In their second attempt at trying to remove the earliest form of consumer protection for British Sterling Silver and other precious metal articles, it was suggested in a directive introduced for consideration by the members of the European Parliament that all that should be required to verify the purity of precious metal items should be a declaration, stamped at the place of manufacture, of the symbol 925 for silver and equivalent symbols for platinum and the various carats of gold.

This whole suggestion was, of course, considered to be an outrageous intrusion into the integrity of British sterling silver, gold and platinum makers and a snub to the valued history of British hallmarking and its valued place in consumer protection.

In a massive show of support, the industry, collectors, retailers and credible associations such as the WI, rallied behind The Assay Offices to lobby and petition.

Countries which have systems similar to British hallmarking are Denmark, Finland, Ireland, Portugal and Switzerland. These countries also rallied against the Italian directive.

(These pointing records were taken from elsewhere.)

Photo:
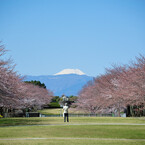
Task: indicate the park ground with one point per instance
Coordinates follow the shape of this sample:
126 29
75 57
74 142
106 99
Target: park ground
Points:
79 131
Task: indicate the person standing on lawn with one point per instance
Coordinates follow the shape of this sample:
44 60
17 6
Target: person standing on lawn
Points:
65 112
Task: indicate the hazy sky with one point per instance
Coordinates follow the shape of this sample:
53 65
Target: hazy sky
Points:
45 36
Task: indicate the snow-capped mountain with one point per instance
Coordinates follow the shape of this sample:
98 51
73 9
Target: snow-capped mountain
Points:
68 84
70 71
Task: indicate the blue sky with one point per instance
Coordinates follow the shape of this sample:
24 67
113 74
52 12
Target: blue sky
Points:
45 36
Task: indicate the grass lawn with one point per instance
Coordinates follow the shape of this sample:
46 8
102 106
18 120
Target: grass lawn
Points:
59 133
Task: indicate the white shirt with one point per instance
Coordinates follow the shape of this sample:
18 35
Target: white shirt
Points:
65 108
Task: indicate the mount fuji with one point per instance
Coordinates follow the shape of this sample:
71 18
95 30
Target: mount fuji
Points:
67 81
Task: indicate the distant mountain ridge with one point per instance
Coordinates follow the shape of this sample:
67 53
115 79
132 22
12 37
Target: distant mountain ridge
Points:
68 84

As positive proof, to support the case for leaving the current hallmarking procedures in place, The Assay Offices went on a spending spree, purchasing items imported into the UK. The results were quite conclusive. Self-declaration was proven to be wide open to abuse and the testing showed that items imported into the UK were, more often than not, under carat and not as the article purported itself to be.

Fortunately, the directive was shelved for the second time which means that as more important decisions have to be made within a now expanded EU membership, the likelihood of this ever surfacing again is remote.


Spotting a fake

When looking to buy buckles that are on this site that might also appear on another make sure that their hallmarks are crisp.

Look for B&H, anchor, 925, date ( letter S for 2017) and the lion passant and you will know it is a genuine handmade article made by B&H, The Sterling Silver Buckle Company.